Che occhi profondi ha mio padre, profondi e dolci. Le mani chiare e scure, grandi e affusolate, ricche di segreti e piene di lavoro.
"Papà, com'è fatto il mondo?"
"Il mondo.. il mondo è una palla gigantesca che gira come se qualcuno le desse dei colpetti."
"No papà, come sono le persone del mondo? Io ho paura"
"Perchè hai paura delle cose che non conosci? Apri gli occhi nel buio e se c'è qualcosa che ti spaventa allora reagisci. Ci saranno occasioni in cui le parole faranno più male di uno schiaffo. Devi avere sempre gli occhi aperti e la forza di guidare la tua barca anche nella tempesta".
Mio padre non mi aveva mai parlato così e avrei voluto non smettesse. I miei occhi parlavano per le parole che non avevo.

"Una volta mio padre mi raccontò la storia di un vecchio uomo che a sua volta era padre e un giovane figlio, molto intelligente come te ma con una differenza: era molto ingenuo e non ragionava mai con la sua testa, ogni volta che qualcuno esprimeva un parere, una critica o un pensiero su di una determinata cosa, egli se ne appropriava come fosse suo. Una volta il giovane figlio chiese all'anziano padre: "com'è il mondo fuori?" ed egli cercò il modo di dimostrarglielo per far sì che il ragazzo capisse e ci arrivasse con la sua testa.
"Sella l'asino" gli disse, "dobbiamo andare in un posto".
I due si misero in cammino, uno accanto all'altro, al passo dell'asino, privandosi della possibilità di un passaggio. Arrivati al primo villaggio, li videro due uomini seduti all'ombra di una tettoia. "Ma guarda quei due, hanno un asino che possa portare il vecchio e non ne approfittano!".
Il giovane, intimorito e vergognandosi di non averci pensato, aiutò il padre a cavalcare l'asino.
Arrivarono al secondo villaggio e ancora furono oggetto delle parole degli abitanti del posto: "ma guarda quel vecchio, non si rende conto di aver ormai passato in agio tutta la vita e che è ora che sia il ragazzo a riposare sull'asino?".
Il ragazzo guardò il padre e prese il suo posto.
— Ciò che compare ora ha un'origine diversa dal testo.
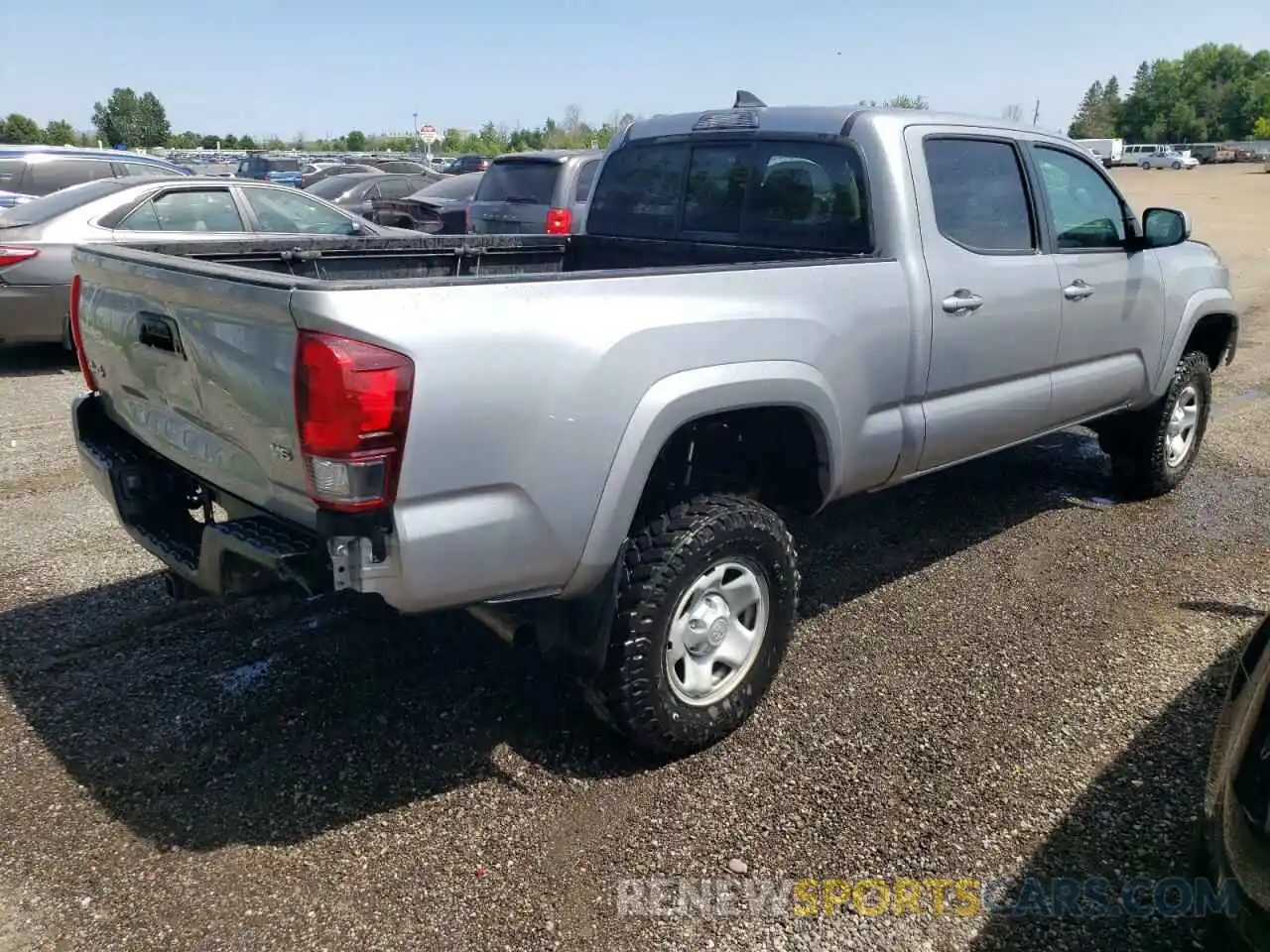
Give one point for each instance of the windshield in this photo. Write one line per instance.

Al terzo villaggio, un gruppo di donne che lavavano i panni presso la fontana dissero loro che non erano furbi, se non cavalcavano entrambi un asino così possente per ritemprarsi un po'. Il giovane aiutò silenziosamente il padre a salire e proseguirono.
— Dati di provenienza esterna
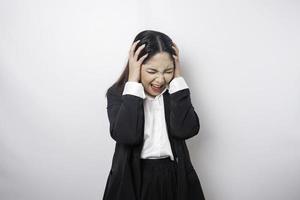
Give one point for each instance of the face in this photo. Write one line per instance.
(157, 73)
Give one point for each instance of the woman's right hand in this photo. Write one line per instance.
(134, 64)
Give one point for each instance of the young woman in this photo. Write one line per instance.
(151, 115)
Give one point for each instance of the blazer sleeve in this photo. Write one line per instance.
(184, 121)
(126, 117)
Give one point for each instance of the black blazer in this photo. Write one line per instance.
(126, 117)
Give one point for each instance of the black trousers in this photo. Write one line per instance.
(159, 179)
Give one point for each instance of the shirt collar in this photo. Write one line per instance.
(157, 96)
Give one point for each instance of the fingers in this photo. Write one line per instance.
(174, 46)
(138, 51)
(131, 52)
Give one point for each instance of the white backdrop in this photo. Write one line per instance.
(239, 58)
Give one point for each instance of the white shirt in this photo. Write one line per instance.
(156, 142)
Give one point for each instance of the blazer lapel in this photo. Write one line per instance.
(166, 98)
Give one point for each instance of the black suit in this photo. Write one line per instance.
(126, 117)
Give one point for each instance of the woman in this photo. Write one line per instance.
(151, 115)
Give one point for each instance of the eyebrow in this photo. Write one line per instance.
(156, 70)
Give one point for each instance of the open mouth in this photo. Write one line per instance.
(156, 88)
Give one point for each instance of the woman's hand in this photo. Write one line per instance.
(134, 64)
(177, 63)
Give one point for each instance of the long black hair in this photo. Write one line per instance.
(155, 42)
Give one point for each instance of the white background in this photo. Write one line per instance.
(239, 58)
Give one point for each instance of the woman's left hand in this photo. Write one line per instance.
(177, 63)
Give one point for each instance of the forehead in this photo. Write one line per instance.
(159, 61)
Passarono per alcune campagne, dove un gruppo di contadine li additarono accusandoli di poca sensibilità e mancanza di fibra morale, per star appesantendo in quel modo un povero animale come l'asino.
Il ragazzo a quel punto guardò il padre e scoppiò a ridere. Il vecchio padre lo prese tra le braccia e gli sussurrò "chi cerca di accontentare tutti scontenterà il mondo intero, perché non esistono e non sono mai esistite due persone che la pensano allo stesso modo. Così è fatto il mondo!".

Ho recuperato così mio padre. Ho aperto gli occhi e mi sentivo leggero, sentivo che mi tendeva la mano e mi gridava "Amal! Amal!" mentre l'acqua mi trascinava con sè nella dolce danza delle onde."